Cons. const. 24 mai 2019, n° 2019-786 QPC

Statuant sur QPC, le Conseil constitutionnel a estimé que le délai de distance figurant au premier alinéa de l’article 54 de la loi du 29 juillet 1881 sur la liberté de la presse, d’« un jour par cinq myriamètres », était contraire au principe d’égalité devant la justice. 


Dans une affaire de diffamation opposant deux associations de défense de l’environnement, l’association Sea Shepherd, partie civile, a présenté une question prioritaire de constitutionnalité (QPC) à l’occasion du pourvoi formé contre l’arrêt d’appel qui avait déclaré nulle la citation directe délivrée à son initiative et l’avait déboutée de ses demandes. La question portait sur le délai spécifique prévu par l’article 54 de la loi du 29 juillet 1881 en matière de délit de presse, entre la date de délivrance de la citation et celle de l’audience devant la juridiction de jugement, fixé à « vingt jours outre un jour par cinq myriamètres de distance » (1 myriamètre équivalant à 10 km, le délai de comparution est ainsi augmenté d’un jour par 50 km de distance). Jugée sérieuse par la chambre criminelle qui a estimé qu’était en jeu la conciliation entre la liberté d’expression et l’égalité devant la justice, la question a été transmise au Conseil constitutionnel par arrêt du 5 mars 2019 (n18-85.074, F-D).

L’association demanderesse soutenait devant les Sages de la rue Montpensier que ce délai de distance spécifique, qui peut atteindre plusieurs mois selon le lieu de résidence du prévenu alors qu’en toute autre matière il est d’un mois (C. pr. pén., art. 552), portait atteinte au droit de la partie civile d’agir en justice (DDH, art. 2), au principe d’égalité devant la justice (DDH, art. 6) et au droit à la réputation, composante du droit au respect de la vie privée (DDH, art. 16).

Partant de l’article 6 de la Déclaration des droits de l’homme, les Sages commencent par rappeler que « le législateur peut prévoir des règles de procédure différentes selon les faits, les situations et les personnes auxquelles elles s’appliquent, […] à la condition que ces différences ne procèdent pas de distinctions injustifiées et que soient assurées aux justiciables des garanties égales » (consid. 5).

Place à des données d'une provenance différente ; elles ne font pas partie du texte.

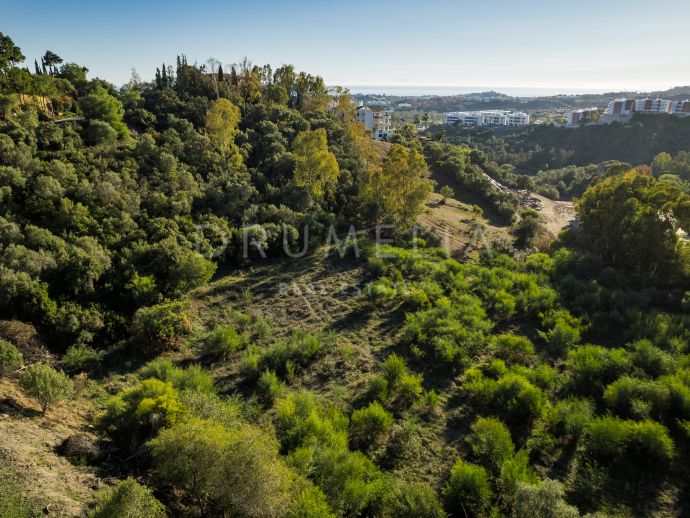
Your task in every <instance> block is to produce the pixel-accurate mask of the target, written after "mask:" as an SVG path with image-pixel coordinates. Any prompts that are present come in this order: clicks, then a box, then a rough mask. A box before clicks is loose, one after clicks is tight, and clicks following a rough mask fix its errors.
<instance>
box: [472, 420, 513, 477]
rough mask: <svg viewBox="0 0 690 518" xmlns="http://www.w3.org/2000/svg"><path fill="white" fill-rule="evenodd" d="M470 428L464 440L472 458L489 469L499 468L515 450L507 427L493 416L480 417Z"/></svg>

Il leur apparaît alors que la prise en compte de la distance séparant le lieu de résidence de la personne poursuivie du lieu où elle est citée à comparaître, destinée à lui garantir un temps suffisant pour son déplacement, « n’est, par elle-même, pas contraire au principe d’égalité devant la justice » (consid. 8). Cependant, en raison de l’étendue du territoire de la République et des moyens actuels de transport, les différences de délais résultant de l’application de l’article 54, alinéa 1er « dépassent manifestement ce qui serait nécessaire pour prendre en compte les contraintes de déplacement, et ce quelle que soit la distance séparant le lieu de résidence du prévenu de celui de sa comparution » (consid. 8). Les dispositions en cause, procédant à une distinction injustifiée entre les justiciables, méconnaissent le principe d’égalité et sont contraires à la Constitution. Les autres griefs ne sont donc pas examinés.

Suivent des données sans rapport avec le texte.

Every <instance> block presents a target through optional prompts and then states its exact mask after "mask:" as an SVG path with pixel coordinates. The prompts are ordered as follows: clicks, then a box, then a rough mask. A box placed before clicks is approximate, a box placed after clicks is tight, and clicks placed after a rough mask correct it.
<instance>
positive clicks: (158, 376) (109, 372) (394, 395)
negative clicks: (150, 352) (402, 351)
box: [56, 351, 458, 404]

Le constat d’inconstitutionnalité appelle les Sages à se prononcer sur sa date de prise d’effet. Sur ce point, et contrairement à ce que plaidait le conseil de la demanderesse, il est décidé de reporter au 31 mars 2020 la date de l’abrogation des dispositions contestées pour permettre au législateur d’intervenir, ce qui a pour conséquence de priver l’auteure de la question du bénéfice de l’inconstitutionnalité (la citation délivrée dans cette affaire demeure irrégulière). Cependant, le Conseil précise qu’il y a lieu de juger que les citations délivrées en application de la loi du 29 juillet 1881 après la date de publication de sa décision (25 mai 2019) sont soumises aux délais de distance déterminés aux deux derniers alinéas de l’article 552 du code de procédure pénale (à savoir un ou deux mois selon le lieu de résidence, hors métropole, de l’intéressé ; précisons que le délai de première comparution de droit commun est de 10 jours, et non de 20 jours, comme le prévoit l’article 54 de la loi sur la presse ; V. Rép. pén., vo Presse [procédure], par P. Guerder, no 685).

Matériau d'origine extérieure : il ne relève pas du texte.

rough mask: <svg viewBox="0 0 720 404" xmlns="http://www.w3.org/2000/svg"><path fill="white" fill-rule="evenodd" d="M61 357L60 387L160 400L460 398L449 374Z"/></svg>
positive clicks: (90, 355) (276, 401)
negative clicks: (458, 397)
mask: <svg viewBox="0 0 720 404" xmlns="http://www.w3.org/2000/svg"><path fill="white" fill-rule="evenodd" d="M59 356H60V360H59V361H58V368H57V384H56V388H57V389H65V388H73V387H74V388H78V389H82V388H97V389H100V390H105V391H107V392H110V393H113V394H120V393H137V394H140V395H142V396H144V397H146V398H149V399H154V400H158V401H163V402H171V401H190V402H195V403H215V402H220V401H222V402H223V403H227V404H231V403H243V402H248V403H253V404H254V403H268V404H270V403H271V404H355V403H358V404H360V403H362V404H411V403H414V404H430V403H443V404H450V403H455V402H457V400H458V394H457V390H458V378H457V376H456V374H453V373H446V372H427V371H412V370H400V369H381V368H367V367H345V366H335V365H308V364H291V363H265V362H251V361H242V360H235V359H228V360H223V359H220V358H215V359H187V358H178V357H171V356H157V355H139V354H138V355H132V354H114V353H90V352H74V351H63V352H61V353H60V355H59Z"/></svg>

Ainsi, le Conseil reporte – ce qui est devenu fréquent – les effets de l’abrogation tout en proposant – ce qui est plus original – un aménagement des dispositions applicables à compter du 25 mai par le biais d’une réserve d’interprétation. Si la présente décision fait donc disparaître de la loi sur la presse la référence sans doute désuète au myriamètre (Rép. pén., préc.), la question du maintien d’un délai de distance spécifique en matière de presse, elle, devra être tranchée par le législateur.